U.S. and Afghan special forces, largely backed up by Afghan army units, will pick up the slack of American soldiers preparing to leave the country this summer, according to the top U.S. commander in the country.
Roughly 23,000 American soldiers are set to rotate back to the United States this summer. Those troops represent what is left of the 33,000 surge forces President Obama flooded into Afghanistan in late 2009.
Once complete, American commanders will have roughly 68,000 U.S. boots on the ground in Afghanistan.
The White House plans to pull all U.S. troops from Afghanistan and hand control over to the Afghans in 2014.
American and Afghan special operations units will help spearhead a massive push into insurgent-controlled areas in eastern Afghanistan this spring, near the Pakistan-Afghanistan border, International Security Assistance Force (ISAF) chief Gen. John Allen said on Monday.
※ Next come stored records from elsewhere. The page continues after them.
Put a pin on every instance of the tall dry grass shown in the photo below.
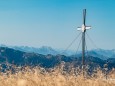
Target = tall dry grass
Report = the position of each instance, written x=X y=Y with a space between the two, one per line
x=37 y=76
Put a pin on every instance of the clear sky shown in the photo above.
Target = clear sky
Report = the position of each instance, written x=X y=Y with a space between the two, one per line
x=54 y=22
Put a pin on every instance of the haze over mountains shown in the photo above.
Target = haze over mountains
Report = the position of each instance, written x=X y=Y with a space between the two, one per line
x=17 y=57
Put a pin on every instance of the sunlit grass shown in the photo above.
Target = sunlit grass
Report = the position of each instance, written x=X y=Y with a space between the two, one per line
x=38 y=76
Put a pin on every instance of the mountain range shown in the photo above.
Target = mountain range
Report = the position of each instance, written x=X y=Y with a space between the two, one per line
x=100 y=53
x=17 y=57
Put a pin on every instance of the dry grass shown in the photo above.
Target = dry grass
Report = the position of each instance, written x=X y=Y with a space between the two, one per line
x=54 y=77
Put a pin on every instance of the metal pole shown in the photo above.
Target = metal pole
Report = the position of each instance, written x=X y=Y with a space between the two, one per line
x=83 y=52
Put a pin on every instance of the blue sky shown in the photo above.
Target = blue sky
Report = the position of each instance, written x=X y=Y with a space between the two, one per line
x=54 y=22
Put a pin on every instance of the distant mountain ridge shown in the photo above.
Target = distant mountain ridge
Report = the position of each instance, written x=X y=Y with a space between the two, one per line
x=100 y=53
x=12 y=56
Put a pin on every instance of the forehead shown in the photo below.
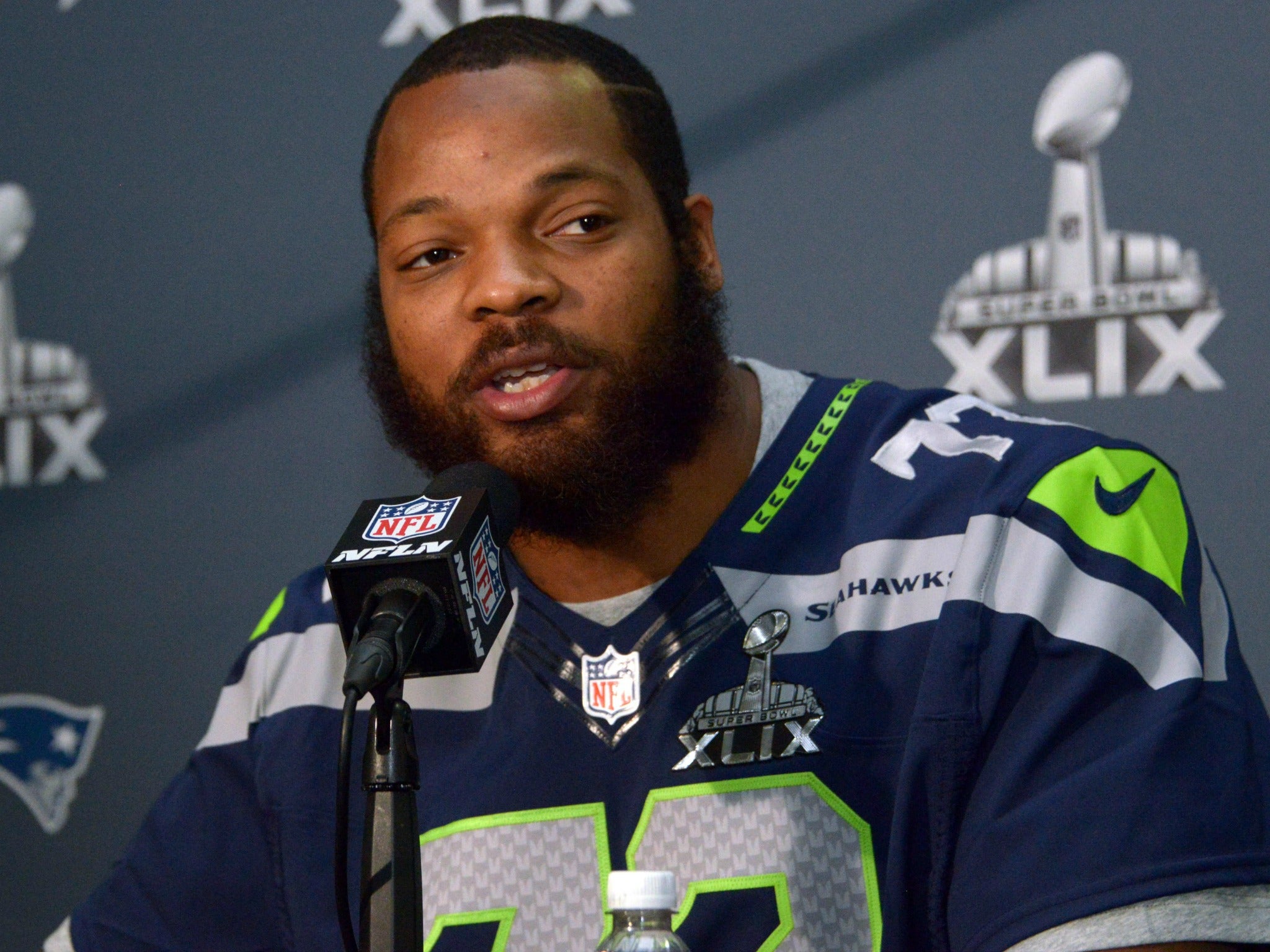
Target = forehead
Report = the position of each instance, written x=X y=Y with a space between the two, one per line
x=510 y=122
Afghan "Kandak" commando units will team up with their U.S. counterparts to carry out village stability operations and "focused task force" missions in areas in and around eastern Afghanistan, Allen said.
Those units will be supported primarily by elements from the 201st and 203rd Afghan Army Corps, along with the remaining contingent of U.S. troops in country.
Some on Capitol Hill, most notably Sen. John McCain (R-Ariz.), have dismissed the notion that a surge of special-operations forces focusing on counterterrorism can make up for a U.S. military drawdown.
"It didn't work in Iraq and it won't work in Afghanistan," he told reporters on March 12.
As Afghan and coalition forces push eastward, ISAF commanders will also look to maintain their foothold in southern Afghanistan.
The administration's 2009 surge strategy focused on wresting Kandahar and the surrounding Helmand province in southern Afghanistan from Taliban control.
While U.S. and NATO forces have been able to quell much of the Taliban's activity in the south, insurgents tied to the Haqqani terror network in the east remain one of the deadliest threats to coalition troops.
With American forces drawing down in the country, Haqqani leaders "sense ... now is their opportunity" to take back Kabul from coalition forces, according to Allen.
That said, the upcoming eastern offensive "will spend a good amount of time" geared toward dismantling the network and its affiliates, he said.
Maintaining control of southern Afghanistan while going after the Haqqani network in the east will largely depend on the role of Afghan forces in those missions.
When asked if the Afghan military would be up to the task, Allen said both the commando and regular army units were progressing as planned.
U.S. military planners are also focusing their efforts on coalition-led military adviser units, to see if that progress can be accelerated.